Dementia is characterised as a syndrome where cognitive function, which is the ability to perform through operations, is impaired, in general. This can affect all aspects of daily life, such as memory, reasoning, orientation as well as language. This is sometimes accompanied by disorders of emotional control or social behaviour.
Along with this, this is not just an inevitable consequence of ageing, even though age is the biggest known risk factor. The disease does not only affect the elderly. More and more people develop so-called “early” dementia, that is, the first symptoms before the age of 65. Figures show that 9 percent of all cases are now in this range.
In about every four seconds, a person in the world is diagnosed with dementia.

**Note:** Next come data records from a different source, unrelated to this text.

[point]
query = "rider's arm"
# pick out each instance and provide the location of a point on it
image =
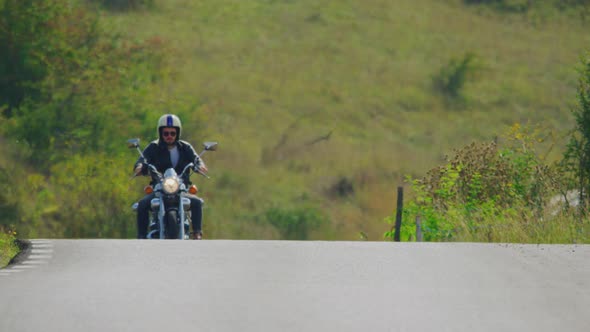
(199, 163)
(140, 167)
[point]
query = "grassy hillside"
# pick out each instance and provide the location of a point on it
(330, 104)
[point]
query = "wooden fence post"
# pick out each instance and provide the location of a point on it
(398, 215)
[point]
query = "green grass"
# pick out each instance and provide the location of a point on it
(8, 248)
(304, 96)
(272, 76)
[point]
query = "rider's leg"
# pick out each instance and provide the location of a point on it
(197, 213)
(143, 210)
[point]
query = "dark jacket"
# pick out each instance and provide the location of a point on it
(157, 154)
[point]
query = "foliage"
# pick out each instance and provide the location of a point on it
(483, 193)
(8, 246)
(576, 159)
(240, 72)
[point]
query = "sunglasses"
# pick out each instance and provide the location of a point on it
(168, 133)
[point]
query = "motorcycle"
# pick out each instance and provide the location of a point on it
(170, 215)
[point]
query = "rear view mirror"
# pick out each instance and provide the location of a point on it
(133, 143)
(210, 146)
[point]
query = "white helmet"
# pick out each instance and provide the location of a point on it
(169, 120)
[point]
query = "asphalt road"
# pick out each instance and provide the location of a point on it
(218, 285)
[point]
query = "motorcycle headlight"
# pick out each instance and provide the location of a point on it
(170, 185)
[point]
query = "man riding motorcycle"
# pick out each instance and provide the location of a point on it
(165, 152)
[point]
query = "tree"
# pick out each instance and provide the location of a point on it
(577, 156)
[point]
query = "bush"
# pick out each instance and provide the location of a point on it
(483, 193)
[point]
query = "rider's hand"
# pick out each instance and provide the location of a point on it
(138, 169)
(203, 168)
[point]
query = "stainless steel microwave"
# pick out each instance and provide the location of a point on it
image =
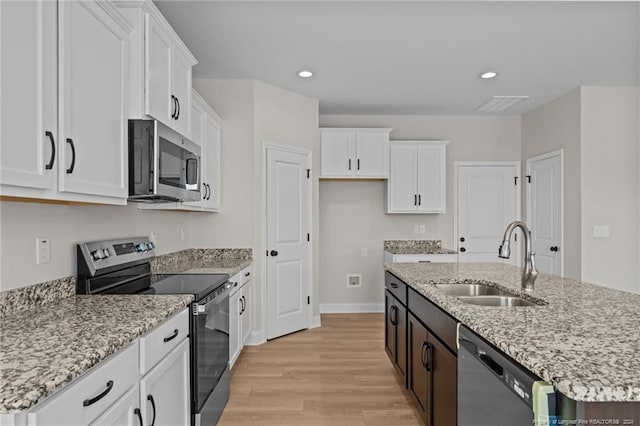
(163, 165)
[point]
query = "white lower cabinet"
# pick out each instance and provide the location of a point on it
(125, 412)
(117, 392)
(239, 313)
(164, 391)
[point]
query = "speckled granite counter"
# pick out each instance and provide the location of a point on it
(585, 341)
(203, 261)
(46, 347)
(416, 247)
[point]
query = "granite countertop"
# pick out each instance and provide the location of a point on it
(203, 261)
(585, 341)
(44, 348)
(416, 247)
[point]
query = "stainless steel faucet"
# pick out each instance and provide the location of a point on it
(530, 273)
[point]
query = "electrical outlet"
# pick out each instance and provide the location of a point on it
(354, 280)
(43, 250)
(601, 231)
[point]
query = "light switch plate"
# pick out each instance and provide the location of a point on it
(43, 250)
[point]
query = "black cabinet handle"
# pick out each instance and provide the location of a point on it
(73, 156)
(153, 405)
(91, 401)
(173, 336)
(49, 165)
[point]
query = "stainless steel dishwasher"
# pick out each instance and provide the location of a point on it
(495, 390)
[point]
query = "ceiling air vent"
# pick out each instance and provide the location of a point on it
(501, 103)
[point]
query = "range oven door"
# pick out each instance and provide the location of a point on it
(210, 346)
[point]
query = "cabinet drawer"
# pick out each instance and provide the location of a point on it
(438, 321)
(396, 287)
(162, 339)
(83, 401)
(245, 275)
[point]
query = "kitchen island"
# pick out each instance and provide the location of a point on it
(583, 339)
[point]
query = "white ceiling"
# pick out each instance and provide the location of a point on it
(376, 57)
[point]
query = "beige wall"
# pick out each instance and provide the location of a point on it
(554, 126)
(352, 212)
(609, 181)
(22, 223)
(252, 112)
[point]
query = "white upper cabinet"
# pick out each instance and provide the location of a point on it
(417, 177)
(92, 97)
(64, 91)
(160, 68)
(354, 153)
(28, 85)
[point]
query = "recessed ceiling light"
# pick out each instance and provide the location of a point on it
(488, 74)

In Belgium, the maximum number of individuals with dementia has exceeded 200,000 cases since 2020.
In addition, the disease impacts many more people beyond the patients, such as family and loved ones who are called upon to care for the sick, who live in 70 percent of cases at home.
Females older in age have a 50 percent greater risk as compared to men of developing dementia, as well as, in particular, Alzheimer’s disease. Certain increased risk factors explain this inequality in women after menopause, such as cardiovascular disease (including stroke).
Furthermore, the recognition of the symptoms of cardiovascular events as well as their management is also less good in women.